Where Gilgoff sees maturity, Michael Cromartie, director of the
Evangelicals and Civic Life Program at the Ethics and Public Policy
Center, sees betrayal. Cromartie characterized the Robertson
endorsement as being "past Mr. Robertson being the pragmatic
politician."
Cromartie told NewsMax: "He is not taken seriously. For the religious
conservative movement, it has moved on. Mr. Robertson is important only
as a curiosity to the mainstream media. I don't know anybody in the
evangelical [movement] who is sitting around saying 'I am going to wait
for what Pat does.'"
In October, Mike Huckabee told the crowd at the Value Voters Summit in
Washington that "... it's important that people sing from their hearts
and don't merely lip-sync the lyrics to our songs," referring to the
presidential contenders. "I think it's important that the language of
Zion is a mother tongue and not a recently acquired second language."
Some pundits are speculating that a Giuliani/Huckabee combo could be
the dream GOP ticket and an instant rift healer.
For that to happen, however, Huckabee would have to go back on what he
has been touting as one of his major virtues -- loyalty to principles
rather than politics. Huckabee has often maintained that Christian
right leaders "are more intoxicated with power than principle."

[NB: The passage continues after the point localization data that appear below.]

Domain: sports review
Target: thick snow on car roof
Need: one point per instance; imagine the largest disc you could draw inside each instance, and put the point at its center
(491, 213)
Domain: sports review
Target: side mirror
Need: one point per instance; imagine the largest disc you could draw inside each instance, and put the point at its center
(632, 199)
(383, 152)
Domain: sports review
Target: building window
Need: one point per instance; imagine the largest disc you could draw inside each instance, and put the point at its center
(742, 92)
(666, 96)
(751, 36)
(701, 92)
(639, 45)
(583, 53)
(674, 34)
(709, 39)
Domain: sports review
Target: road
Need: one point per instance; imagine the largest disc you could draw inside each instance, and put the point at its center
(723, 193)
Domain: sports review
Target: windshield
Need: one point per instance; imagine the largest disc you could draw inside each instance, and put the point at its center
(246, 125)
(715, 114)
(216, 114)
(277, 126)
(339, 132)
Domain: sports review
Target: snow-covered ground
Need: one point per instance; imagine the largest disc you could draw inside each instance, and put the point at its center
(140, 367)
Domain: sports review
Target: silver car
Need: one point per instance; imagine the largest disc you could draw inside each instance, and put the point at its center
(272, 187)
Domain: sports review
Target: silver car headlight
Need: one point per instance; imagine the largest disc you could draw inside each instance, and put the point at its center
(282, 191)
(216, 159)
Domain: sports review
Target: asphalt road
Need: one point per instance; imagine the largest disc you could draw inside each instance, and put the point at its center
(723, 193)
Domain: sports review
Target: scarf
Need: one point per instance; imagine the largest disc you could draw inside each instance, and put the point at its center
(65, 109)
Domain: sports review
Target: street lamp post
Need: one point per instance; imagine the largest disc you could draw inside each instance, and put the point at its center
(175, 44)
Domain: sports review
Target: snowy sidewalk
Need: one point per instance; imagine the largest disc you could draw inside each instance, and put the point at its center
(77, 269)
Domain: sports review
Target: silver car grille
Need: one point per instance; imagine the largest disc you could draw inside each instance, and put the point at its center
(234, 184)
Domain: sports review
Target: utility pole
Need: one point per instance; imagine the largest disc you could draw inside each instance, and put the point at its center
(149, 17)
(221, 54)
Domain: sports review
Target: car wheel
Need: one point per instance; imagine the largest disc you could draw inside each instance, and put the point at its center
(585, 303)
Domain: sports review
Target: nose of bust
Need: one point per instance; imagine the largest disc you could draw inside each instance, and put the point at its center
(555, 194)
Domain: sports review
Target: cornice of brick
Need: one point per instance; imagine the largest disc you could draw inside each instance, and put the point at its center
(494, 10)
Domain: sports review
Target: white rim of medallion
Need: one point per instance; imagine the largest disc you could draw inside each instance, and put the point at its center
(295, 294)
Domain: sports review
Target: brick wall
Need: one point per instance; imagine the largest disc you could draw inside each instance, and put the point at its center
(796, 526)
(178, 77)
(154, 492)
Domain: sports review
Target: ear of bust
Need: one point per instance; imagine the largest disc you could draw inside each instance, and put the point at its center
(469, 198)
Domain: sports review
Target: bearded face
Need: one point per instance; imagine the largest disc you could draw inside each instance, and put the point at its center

Undoubtedly, a Giuliani/Huckabee embrace in Minneapolis next summer
would make quite a sight.
There have always been splits and differences within Republican Party
ranks, a longtime GOP operative recently told me. The current split
"caused by the presidential race is best defined by who people are
against rather than who they are for. Ultimately, it will not hurt the
values voter movement. They will lead against the Democratic nominee no
matter who the Republican candidate is. But a Republican candidate who
is not trusted by the grassroots will not win against a solid Democrat
ticket, no matter what Christian movement leaders say or do."